Iowa’s governor is endorsing Democratic presidential candidate Barack Obama. "It’s clear that the American people are hungry for change. They’re looking for a president who can push back on the special interests, who has the courage of their convictions to do the right thing for ordinary Americans and Senator Obama has demonstrated for more than 20 years this unique ability to stand up for ordinary Americans, to bring people together," Governor Chet Culver said during a telephone interview with Radio Iowa this afternoon.
Some Democrats have voiced concerns that having Hillary Clinton as the party’s presidential nominee would mean a bitter fight to the finish in November. Culver makes no mention of Clinton in his endorsement of her rival, but Culver does make it clear that he considers Obama a uniter rather than a divider. "I really believe that he can unite our party and his administration will unite the country," Culver said.
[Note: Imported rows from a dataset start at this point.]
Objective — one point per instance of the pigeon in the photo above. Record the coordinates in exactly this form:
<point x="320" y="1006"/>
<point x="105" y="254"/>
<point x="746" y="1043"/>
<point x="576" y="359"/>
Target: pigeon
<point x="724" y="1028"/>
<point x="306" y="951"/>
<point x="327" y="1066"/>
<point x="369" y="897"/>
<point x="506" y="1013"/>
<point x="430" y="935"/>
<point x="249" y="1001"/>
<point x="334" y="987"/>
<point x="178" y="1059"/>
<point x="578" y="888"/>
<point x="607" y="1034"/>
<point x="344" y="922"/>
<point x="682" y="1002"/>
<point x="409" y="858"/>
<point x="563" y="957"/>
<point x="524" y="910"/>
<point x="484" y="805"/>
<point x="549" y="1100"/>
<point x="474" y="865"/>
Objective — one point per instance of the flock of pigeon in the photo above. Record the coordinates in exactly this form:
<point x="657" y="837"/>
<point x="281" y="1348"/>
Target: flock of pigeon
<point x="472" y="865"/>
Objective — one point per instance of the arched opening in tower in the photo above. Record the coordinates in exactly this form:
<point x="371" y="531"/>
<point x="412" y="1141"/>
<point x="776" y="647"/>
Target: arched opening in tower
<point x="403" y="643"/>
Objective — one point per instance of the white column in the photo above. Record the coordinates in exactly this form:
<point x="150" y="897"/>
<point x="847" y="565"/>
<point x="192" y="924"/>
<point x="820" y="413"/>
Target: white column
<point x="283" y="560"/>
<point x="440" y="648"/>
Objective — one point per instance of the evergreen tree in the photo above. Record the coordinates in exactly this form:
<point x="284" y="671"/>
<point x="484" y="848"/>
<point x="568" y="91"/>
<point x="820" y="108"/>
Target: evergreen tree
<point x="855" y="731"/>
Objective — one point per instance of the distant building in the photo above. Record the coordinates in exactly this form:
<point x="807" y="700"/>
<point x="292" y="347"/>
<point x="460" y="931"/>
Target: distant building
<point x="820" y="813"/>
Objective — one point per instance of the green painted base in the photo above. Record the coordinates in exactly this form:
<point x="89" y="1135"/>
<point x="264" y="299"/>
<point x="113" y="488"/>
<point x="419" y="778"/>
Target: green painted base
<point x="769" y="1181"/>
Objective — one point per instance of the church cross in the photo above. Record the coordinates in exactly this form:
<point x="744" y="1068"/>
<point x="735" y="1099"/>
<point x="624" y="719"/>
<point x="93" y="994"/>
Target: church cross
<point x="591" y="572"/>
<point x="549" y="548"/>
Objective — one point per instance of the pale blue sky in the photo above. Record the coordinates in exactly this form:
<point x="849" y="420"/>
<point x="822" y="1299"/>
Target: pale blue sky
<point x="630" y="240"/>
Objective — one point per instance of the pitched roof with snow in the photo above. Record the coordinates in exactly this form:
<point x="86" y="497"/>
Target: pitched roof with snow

Culver stayed neutral in the run-up to Iowa’s Caucuses, which were held over a month ago, but Culver’s wife, Mari, publicly backed John Edwards. Chet Culver’s endorsement is timed so that it comes just before voters in Nebraska and Wisconsin will go to the polls and make their presidential picks. "I have great admiration and respect for all the presidential candidates on both sides. I really do, but I really felt that this was the best time," Culver said.
Culver refers to the results of the Iowa Caucuses, which Obama won. "Iowans have spoken and I now, as one of the party leaders, feel compelled to speak out and share my personal decision with Iowans and also with fellow Midwesterners," Culver said.
Culver is set to campaign with Obama in Omaha tonight and plans to make a trip to Wisconsin on Obama’s behalf. "There’s a lot at stake here and most importantly I think that Senator Obama’s candidacy will unite us as a Democratic Party and his administration will unite us as a country," Culver said.
One of Obama’s highest-profile endorsements came when Senator Ted Kennedy endorsed him. Culver’s family has deep connections to the Kennedys as Culver’s father, John, played football with Teddy Kennedy at Harvard, then the senior Culver went to work in Kennedy’s senate office after graduating from Harvard. But according to the younger Culver, Ted Kennedy never talked with him to lobby him to support Obama.